India is one of the few countries that protect users through the mandate of two-factor authentication for digital payment transactions, said MK Jain, Deputy Governor, Reserve Bank of India (RBI) on Monday in Mumbai.
Speaking on cyber security for a safer financial system at a G-20 event, he said that although it is now recognised as an innovative regulation, at the time when RBI introduced it about a decade back, there was pushback and criticism.
“Similarly, recent measures such as better customer control on card usage, shorter turn-around-times for transaction failures, tokenisation, etc. are all initiatives intended to protect the customer.”
He added that cyber risks can have a significant impact on financial inclusion efforts as well.
“Financial inclusion aims to provide access to financial services for underserved and marginalised populations, and rapid strides have been made in this area facilitated by digital public infrastructures,” Jain added.
However, he added that these populations are more vulnerable to cyber risks due to their lack of awareness about cybersecurity.
He mentioned that individuals can lose trust if they are brought online in the name of financial inclusion only to be exposed to cyber harms that they cannot recover from.
“For digital financial inclusion to be successful, it is not enough to bring people into the digital economy.

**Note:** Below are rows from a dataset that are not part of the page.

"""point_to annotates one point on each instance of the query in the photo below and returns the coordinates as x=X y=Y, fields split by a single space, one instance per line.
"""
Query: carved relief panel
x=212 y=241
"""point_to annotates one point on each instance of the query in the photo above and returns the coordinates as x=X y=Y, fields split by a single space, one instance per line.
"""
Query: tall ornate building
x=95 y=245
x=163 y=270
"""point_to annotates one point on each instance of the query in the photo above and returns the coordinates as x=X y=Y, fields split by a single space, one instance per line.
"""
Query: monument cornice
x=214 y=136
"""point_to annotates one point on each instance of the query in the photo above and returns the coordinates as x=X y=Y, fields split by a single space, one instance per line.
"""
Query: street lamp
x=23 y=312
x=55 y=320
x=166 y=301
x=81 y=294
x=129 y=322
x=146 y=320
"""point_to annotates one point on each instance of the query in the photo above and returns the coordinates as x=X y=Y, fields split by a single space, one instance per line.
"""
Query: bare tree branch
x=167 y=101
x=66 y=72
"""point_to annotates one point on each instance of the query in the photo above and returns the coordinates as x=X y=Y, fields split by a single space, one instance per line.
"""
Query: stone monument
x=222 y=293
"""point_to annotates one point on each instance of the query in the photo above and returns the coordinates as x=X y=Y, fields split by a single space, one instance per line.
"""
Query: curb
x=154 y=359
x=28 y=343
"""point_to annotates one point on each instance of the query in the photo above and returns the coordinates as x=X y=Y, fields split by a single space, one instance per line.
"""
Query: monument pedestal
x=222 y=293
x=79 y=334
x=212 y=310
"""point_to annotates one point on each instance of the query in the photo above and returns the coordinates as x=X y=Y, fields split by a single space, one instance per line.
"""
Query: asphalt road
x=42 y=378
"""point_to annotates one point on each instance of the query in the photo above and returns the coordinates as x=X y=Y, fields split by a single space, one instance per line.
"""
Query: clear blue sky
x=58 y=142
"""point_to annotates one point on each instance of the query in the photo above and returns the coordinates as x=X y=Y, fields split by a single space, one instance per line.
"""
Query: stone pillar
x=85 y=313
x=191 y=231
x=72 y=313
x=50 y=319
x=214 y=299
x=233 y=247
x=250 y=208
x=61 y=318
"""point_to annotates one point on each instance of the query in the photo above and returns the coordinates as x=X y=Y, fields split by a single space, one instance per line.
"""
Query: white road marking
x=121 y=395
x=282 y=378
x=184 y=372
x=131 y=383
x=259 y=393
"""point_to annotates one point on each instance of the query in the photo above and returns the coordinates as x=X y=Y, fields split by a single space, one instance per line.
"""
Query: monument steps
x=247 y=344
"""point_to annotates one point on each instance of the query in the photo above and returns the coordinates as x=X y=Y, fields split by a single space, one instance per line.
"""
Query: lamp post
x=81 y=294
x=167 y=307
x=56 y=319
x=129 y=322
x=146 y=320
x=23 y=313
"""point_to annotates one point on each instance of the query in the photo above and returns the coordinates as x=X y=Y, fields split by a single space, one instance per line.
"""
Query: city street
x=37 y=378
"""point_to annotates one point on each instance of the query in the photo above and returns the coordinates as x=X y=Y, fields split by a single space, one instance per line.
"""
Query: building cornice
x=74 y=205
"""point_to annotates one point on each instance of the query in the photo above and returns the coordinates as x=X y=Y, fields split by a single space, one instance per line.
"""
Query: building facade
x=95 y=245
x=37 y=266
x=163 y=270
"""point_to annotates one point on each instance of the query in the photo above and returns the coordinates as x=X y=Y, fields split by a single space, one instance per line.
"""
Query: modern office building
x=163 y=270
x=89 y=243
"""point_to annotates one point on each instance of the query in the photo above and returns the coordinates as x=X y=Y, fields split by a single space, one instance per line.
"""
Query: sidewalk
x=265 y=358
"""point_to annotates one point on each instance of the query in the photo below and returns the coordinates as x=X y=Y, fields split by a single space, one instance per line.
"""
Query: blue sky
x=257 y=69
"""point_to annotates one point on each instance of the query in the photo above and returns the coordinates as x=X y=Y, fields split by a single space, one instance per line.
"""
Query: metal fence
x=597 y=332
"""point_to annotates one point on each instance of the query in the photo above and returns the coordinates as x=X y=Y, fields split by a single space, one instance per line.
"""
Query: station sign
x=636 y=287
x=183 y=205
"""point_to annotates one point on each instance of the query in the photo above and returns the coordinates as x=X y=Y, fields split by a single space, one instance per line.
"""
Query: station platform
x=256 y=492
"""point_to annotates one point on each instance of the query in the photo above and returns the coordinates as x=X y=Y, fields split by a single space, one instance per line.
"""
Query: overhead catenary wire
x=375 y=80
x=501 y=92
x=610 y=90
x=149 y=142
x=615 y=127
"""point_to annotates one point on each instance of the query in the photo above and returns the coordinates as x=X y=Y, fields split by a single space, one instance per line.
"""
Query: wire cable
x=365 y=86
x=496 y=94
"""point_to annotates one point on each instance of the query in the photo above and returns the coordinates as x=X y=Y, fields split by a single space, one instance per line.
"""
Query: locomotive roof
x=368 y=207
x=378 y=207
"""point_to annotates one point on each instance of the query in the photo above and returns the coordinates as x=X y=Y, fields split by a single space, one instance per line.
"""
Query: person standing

All the stakeholders must also ensure that people are resilient against the risks they will be likely exposed to,” the deputy governor stated.
He also said that cyber threats transcend geographical boundaries, making it necessary for countries and financial institutions to work together to address them.
The global financial system’s interdependencies need to be better understood by mapping key operational and technological interconnections, including that of critical infrastructure, RBI’s Jain stated.
He added, “Better incorporation of cyber risk into financial stability analysis will improve the ability to understand and mitigate system-wide risk.”